Dantes gostava muito duma brincadeira que consistia em perguntar a mim próprio: quem sois? Eu próprio me encarregava de responder, três vezes (três é o número fetiche de Rama (1), sois Rei, sois Rei, sois rei.
Lembrei-me a propósito das minhas ideias de encenar coisas. Encenar a cerimonia do chá no Oriente ou em Marrocos. Um bule à maneira, com motivos orientais, como convém. Qualquer dia ando a beber chá por canecas tradicionais Marroquinas. De hortelã ou hortelã pimenta e verde, não sei se produzido por eles, imagino que sim. E com um turbante enquanto tento recriar partes de mim, que não podem ir a Marraquexe. Mas o bule morreu e havia cá uma cântara, que também pode ficar a manter-se quente na chapa. Rei morto rei posto e nada de chorar sobre a cerâmica derramada.

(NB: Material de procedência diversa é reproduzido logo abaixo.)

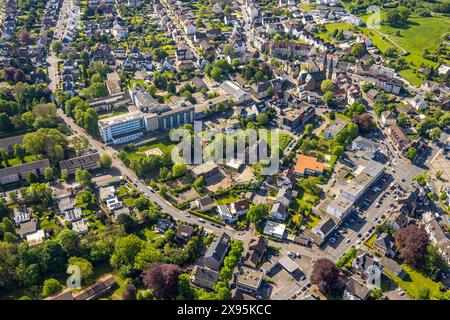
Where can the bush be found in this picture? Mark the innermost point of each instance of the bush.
(206, 217)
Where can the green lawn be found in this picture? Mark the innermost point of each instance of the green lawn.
(228, 199)
(415, 284)
(334, 26)
(371, 240)
(15, 161)
(165, 145)
(284, 139)
(151, 235)
(419, 34)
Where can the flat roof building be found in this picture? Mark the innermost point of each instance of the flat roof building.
(306, 165)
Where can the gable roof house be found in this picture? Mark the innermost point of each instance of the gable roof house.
(204, 277)
(27, 228)
(88, 162)
(214, 255)
(364, 265)
(20, 172)
(437, 235)
(279, 212)
(162, 225)
(397, 220)
(284, 196)
(384, 245)
(254, 251)
(21, 214)
(204, 204)
(355, 290)
(326, 225)
(185, 232)
(398, 136)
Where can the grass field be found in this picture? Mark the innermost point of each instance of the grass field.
(420, 33)
(416, 284)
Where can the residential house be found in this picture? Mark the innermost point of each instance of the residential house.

O meu gosto pela pintura faz-me ter vontade de pintar. De ter um canto da minha sala transformado nisso. Com cavalete e tudo. Encher a minhas paredes de reproduções a meu gosto, esborratadas por mim. A menta que cá tenho é ácida, devia ter posto cidreira para esta noite de sossego.
Mas como sou tão ignorante sobre isso. Sobra-me a fruição, o dar por bem empregue um momento da noite, dos meus tempos livres. Criar coisas. Andar entusiasmado com passatempos.
Aquela reprodução do Kandinsky já tinha tudo preparado: pincéis tela e tintas. Tudo barato, tudo muito made in china (se trazemos de lá chás tão bons também temos que levar com o resto, eu não me meto nisso, é assunto complicado, relações internacionais e o raio...).
Não começou assim, começou com outras pinturas que desembocaram no caos das cores irrepetíveis, em molduras que vão ser espelhos (da alma, não da cara, que essa basta-lhe um hidratante e muitas gargalhadas para andar bem).
Nada parecido com o American Psycho.
Estava mortinho para pendurar aquelas obras primas (para mim são, pela determinação de imaginar coisas e as conseguir realizar, fazer, sentir, com as minhas próprias mãos. Esta casa vai ser kitada com abstracionismos e outros devaneios pictóricos), mas ainda não secaram e fiquei com as mãos todas pintadas com a confiança que agarrei nas tintas. Lá estão na estufa. Se calhar vou dar-lhe uma camada de geada... param ficarem com o efeito geada, ou atiro-lhes com areia. Tudo é permitido.
As formas e as cores dão-me muito gozo.
Ainda assim, só ontem reparei que em três quadros há círculos, não perfeitos como o do rondar de uma ave de rapina, mas erráticos. com cores quentes e tons pouco definidos. Rendez-vous com Rama volta inconscientemente de volta, materializando livros, arquitecturas de livros. O labirinto da mansão espacial da família Tessier-Ashpool (2) materializado em cores fortes, contrastes de almofadas de portas, escadas multicolores, divisões pequenas, labirinto de construção e reconstrução, de decorações que se miscigenam. Conversas sobre Agostinho da Silva com bolo de bolacha. Chás. Verde com cravinho.
Passear a sério é ir a algum lado e trazer de lá recordações boas, é tentar captar o ambiente, a disposição das pessoas, a maneira como se cumprimentam num sábado de manhã, o cão preto que se aproximava quando me abaixava para lhe tirar uma fotografia. As recordações das pessoas, dos anos que levam nisto, de viver, e eu que nunca tive a feliz ideia de ir àquela terra antes. Todos temos um monte de Saint Michel, mas o deles é a abertura da cena para o teatro das portas ombreadas por azuis e amarelos torrados, por plantas que trepam e dão a volta a janelas, as fontes e as raízes nos candeeiros soprados por Limão Verde.
E aqueles itinerários que dão nervos (só descanso quando vir a placa!) Mas as placas a indicarem as saídas das auto-estradas estão sem reflexo. Mal se topam sem os máximos. Mas as dos preços estão reluzentes. Estranha ironia, que havia de combater se pudesse.
É outro dos meus sonhos, processar o estado em tudo o que não é justo. Obrigá-los a colocar a sinalização como deve ser. A não cobrarem esgotos e e lixo a quem não gasta água.